Between undergrad and grad school I worked for 3 years in a lab at Rohm & Haas (sal-LUTE! we would shout, every time we passed it on the highway.) I worked with "pressure-sensitive adhesives. ("What?!") I made tape and stickers. In many ways, the 3 years there shaped me more than college did.
I was lucky. My boss was great, and my group was interesting and fun and smart and mean. It was fantastic. They reminded me that science was fun, and research is what you make of it. We talked science a lot (but at lunch and after hours, no work talk was allowed).

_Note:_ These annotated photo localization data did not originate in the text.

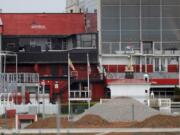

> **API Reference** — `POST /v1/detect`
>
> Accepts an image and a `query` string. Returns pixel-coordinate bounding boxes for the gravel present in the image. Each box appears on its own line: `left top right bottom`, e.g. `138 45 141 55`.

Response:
74 97 162 122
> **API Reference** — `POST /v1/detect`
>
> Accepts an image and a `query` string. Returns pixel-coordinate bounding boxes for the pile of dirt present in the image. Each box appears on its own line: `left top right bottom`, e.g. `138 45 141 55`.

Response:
134 115 180 128
74 115 109 126
27 114 133 129
27 117 69 129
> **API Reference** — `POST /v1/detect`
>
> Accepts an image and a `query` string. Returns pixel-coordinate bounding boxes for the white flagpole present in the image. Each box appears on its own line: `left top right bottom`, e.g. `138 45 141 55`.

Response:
87 53 90 108
178 56 180 88
68 53 71 120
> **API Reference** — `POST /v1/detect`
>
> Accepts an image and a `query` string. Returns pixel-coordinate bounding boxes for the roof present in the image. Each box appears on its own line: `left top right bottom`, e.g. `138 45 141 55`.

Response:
107 79 150 85
0 13 85 36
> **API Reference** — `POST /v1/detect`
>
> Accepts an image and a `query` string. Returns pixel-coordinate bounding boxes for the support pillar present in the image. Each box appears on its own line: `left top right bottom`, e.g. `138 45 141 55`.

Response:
0 34 2 73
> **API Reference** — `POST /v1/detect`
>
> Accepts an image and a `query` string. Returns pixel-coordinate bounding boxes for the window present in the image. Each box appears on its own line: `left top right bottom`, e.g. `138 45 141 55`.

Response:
76 34 97 48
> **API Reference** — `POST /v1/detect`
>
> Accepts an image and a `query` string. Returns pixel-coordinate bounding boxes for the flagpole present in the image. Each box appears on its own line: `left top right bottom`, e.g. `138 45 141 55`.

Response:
68 52 71 120
87 53 90 108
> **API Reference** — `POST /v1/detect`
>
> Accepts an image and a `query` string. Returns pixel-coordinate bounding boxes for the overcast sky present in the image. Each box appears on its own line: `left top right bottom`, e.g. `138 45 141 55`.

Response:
0 0 66 13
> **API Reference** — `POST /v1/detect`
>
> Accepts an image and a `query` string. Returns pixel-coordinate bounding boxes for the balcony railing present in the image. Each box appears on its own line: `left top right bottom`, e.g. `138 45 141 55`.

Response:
70 90 91 99
0 73 39 93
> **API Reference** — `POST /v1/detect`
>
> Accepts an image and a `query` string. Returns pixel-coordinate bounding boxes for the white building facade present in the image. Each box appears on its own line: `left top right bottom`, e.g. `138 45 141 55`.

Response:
98 0 180 100
66 0 97 13
66 0 80 13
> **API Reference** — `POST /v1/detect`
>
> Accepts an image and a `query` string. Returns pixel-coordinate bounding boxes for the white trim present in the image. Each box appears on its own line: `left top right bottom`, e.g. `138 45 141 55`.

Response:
151 85 176 88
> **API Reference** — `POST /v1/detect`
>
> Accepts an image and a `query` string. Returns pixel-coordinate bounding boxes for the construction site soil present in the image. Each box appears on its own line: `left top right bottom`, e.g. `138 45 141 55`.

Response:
1 114 180 135
26 114 180 129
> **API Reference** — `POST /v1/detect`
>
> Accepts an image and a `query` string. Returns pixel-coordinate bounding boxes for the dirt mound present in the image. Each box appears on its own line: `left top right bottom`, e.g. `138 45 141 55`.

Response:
27 117 69 129
27 114 132 129
75 114 109 126
134 115 180 128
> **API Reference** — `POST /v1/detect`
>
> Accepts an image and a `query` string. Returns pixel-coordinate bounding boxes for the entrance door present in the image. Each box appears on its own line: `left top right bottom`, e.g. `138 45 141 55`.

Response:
154 57 167 72
154 58 160 72
143 41 153 54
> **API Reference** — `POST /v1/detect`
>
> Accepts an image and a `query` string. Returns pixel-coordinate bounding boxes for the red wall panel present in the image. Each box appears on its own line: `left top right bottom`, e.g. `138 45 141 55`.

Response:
150 79 178 85
39 64 51 76
168 65 178 72
118 65 125 72
133 65 140 72
147 64 153 73
92 83 105 101
108 65 117 72
0 13 85 35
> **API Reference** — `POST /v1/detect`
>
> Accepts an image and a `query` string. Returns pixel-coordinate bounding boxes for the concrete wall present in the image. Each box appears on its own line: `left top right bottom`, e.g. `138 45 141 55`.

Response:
108 84 150 103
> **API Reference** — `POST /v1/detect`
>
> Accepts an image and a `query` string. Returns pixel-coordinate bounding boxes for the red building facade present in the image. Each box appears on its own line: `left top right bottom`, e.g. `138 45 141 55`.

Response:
0 13 105 103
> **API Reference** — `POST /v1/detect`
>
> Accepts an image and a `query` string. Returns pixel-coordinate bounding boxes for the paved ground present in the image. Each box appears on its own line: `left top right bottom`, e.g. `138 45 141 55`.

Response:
1 128 180 134
74 97 162 122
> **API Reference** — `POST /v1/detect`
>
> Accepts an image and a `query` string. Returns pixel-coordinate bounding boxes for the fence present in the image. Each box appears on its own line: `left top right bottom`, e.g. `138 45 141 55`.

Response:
0 104 58 115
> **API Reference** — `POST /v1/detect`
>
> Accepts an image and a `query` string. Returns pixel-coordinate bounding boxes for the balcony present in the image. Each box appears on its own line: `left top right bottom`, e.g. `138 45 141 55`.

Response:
6 50 98 64
154 50 180 55
69 89 91 101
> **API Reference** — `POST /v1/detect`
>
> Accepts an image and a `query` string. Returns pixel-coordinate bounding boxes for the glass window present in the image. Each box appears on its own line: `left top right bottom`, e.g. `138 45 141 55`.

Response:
121 0 140 5
162 6 180 17
162 0 180 5
121 43 140 51
102 42 111 54
154 42 161 50
112 43 120 54
102 18 120 30
162 43 180 50
142 30 160 41
102 6 120 17
121 6 140 18
121 18 140 30
142 0 160 5
162 30 180 41
102 30 120 42
147 57 153 64
121 30 140 42
102 0 120 5
162 18 180 30
142 18 160 30
142 6 160 17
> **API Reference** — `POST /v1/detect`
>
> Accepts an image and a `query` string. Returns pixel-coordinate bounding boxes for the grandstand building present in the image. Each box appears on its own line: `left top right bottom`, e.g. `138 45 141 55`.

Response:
0 13 105 103
99 0 180 100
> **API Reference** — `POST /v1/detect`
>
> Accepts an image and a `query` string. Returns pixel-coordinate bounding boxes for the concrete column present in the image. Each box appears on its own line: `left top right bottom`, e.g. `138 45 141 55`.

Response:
140 56 142 72
145 56 147 73
0 34 2 73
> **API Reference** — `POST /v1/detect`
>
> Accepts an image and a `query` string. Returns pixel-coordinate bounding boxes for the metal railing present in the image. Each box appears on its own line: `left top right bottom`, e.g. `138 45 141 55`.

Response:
107 72 178 79
70 90 91 99
0 73 39 93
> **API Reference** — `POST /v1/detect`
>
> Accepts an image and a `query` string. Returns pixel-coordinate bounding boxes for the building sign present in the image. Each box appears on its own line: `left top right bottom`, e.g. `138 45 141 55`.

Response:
31 24 46 30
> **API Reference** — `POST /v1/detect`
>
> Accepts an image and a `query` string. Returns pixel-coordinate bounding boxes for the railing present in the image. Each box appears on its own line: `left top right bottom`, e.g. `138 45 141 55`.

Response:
0 73 39 83
0 73 39 93
102 42 180 56
154 50 180 55
107 72 178 79
17 73 39 83
70 90 91 99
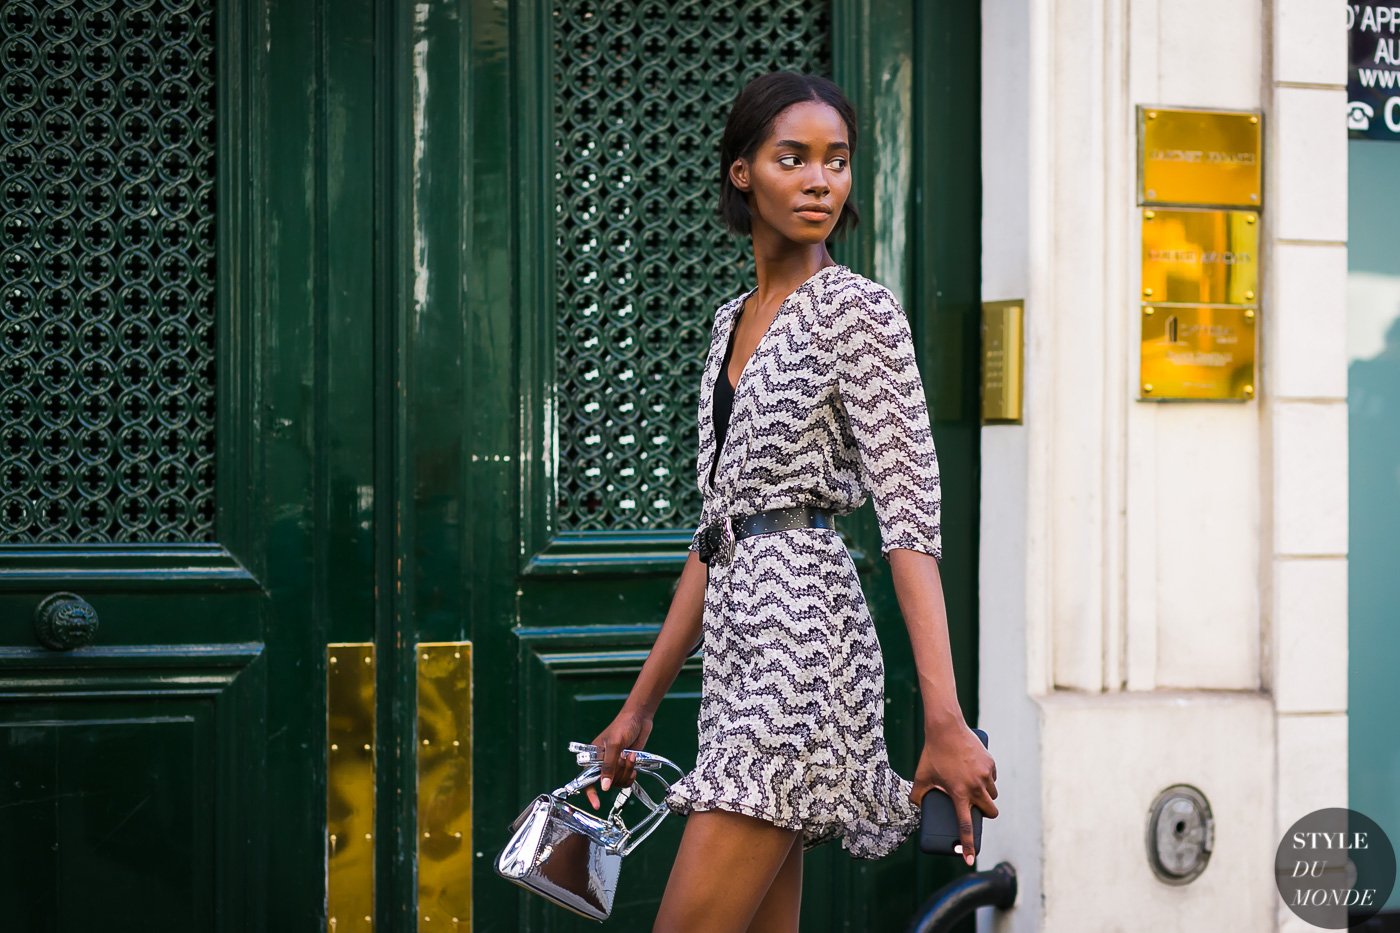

We quoted Elvis Costello, played phone pranks (I don't know how many times I answered the phone to get an earful of handcream and the sound of about 5 guys hooting with amusement), swapped baking tips, and tried to stump each other with useless trivia.
The boys pushed me to play sports. Not me, I said, I'm awful. But Lou had a convincing argument: "We're chemists, Ang. How good do you think we are?" So, I played softball. Then volleyball. Then I was the scorekeeper for the basketball league. Then I formed the all-girls golf team (Babes with Balls -- we were very popular.) They taught me how to hit a softball properly, how to set a volleyball, "drive for show; putt for dough." They took me drinking afterwards.
At work, I was the girl who could get it for you. Sure, we were only allowed two ovens in our lab, but I had access to six, which allowed my boss to try all sorts of wacky experiments. Tim would just make requests: "I need glass plates..." "How many? What size?" "About 10, 12 by 12, quarter inch thick." "See you in an hour." An hour later, I'm handing over a stack of glass plates. Tim squints his eyes: "Do I even want to know?"
They pushed me to go to graduate school and then pushed me to go to a good graduate school. They wrote recommendations and told me what to look for in a school. And then they gave me advise to get me through grad school. ("Remember: grad school is pass/fair." "Grad school is not about being smart; it's about being tough.") (The best one: "You will hate grad school. It's awful." "Why are you telling me this?" "Because, when you are hating it and wishing you had picked another school or another program or advisor, you will remember that no matter what you did, you would hate it.")
I am a scientist because of them. A real scientist. I will always be grateful for everything they gave me.